Judged under the proper standard, this is an easy case. It is undisputed that Kentucky adopted its lethal injection protocol in an effort to make capital punishment more humane, not to add elements of terror, pain, or disgrace to the death penalty. And it is undisputed that, if administered properly, Kentucky’s lethal injection protocol will result in a swift and painless death. As the Sixth Circuit observed in rejecting a similar challenge to Tennessee’s lethal injection protocol, we “do not have a situation where the State has any intent (or anything approaching intent) to inflict unnecessary pain; the complaint is that the State’s pain-avoidance procedure may fail because the executioners may make a mistake in implementing it.” Workman v. Bredesen, 486 F. 3d 896, 907 (2007). But “[t]he risk of negligence in implementing a death-penalty procedure … does not establish a cognizable Eighth Amendment claim.” Id., at 907–908. Because Kentucky’s lethal injection protocol is designed to eliminate pain rather than to inflict it, petitioners’ challenge must fail. I accordingly concur in the Court’s judgment affirming the decision below.
* As gruesome as these methods of execution were, they were not the worst punishments the Framers would have been acquainted with.
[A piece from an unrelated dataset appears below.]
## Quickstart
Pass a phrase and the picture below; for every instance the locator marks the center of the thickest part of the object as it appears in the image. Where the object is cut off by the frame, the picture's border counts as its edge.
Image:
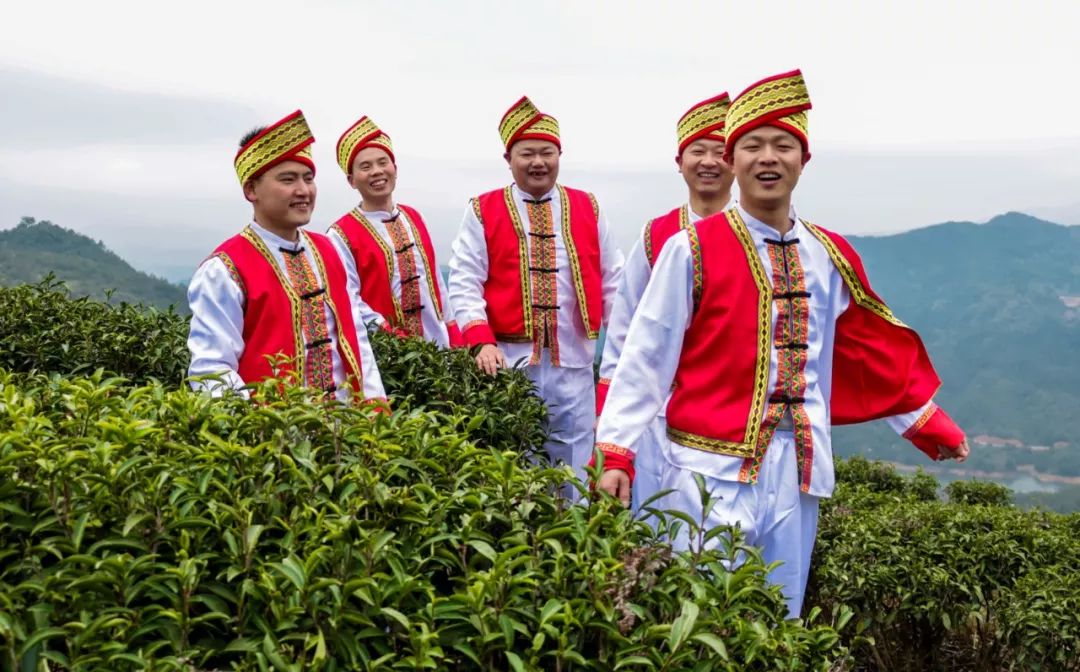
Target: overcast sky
(120, 119)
After surveying the various “superadd[itions]” to the death penalty in English law, as well as lesser punishments such as “mutilation or dismembering, by cutting off the hand or ears” and stigmatizing the offender “by slitting the nostrils, or branding in the hand or cheek,” Blackstone was able to congratulate his countrymen on their refinement, in contrast to the barbarism on the Continent: “Disgusting as this catalogue may seem, it will afford pleasure to an English reader, and do honor to the English law, to compare it with that shocking apparatus of death and torment to be met with in the criminal codes of almost every other nation in Europe.” 4 Blackstone 377.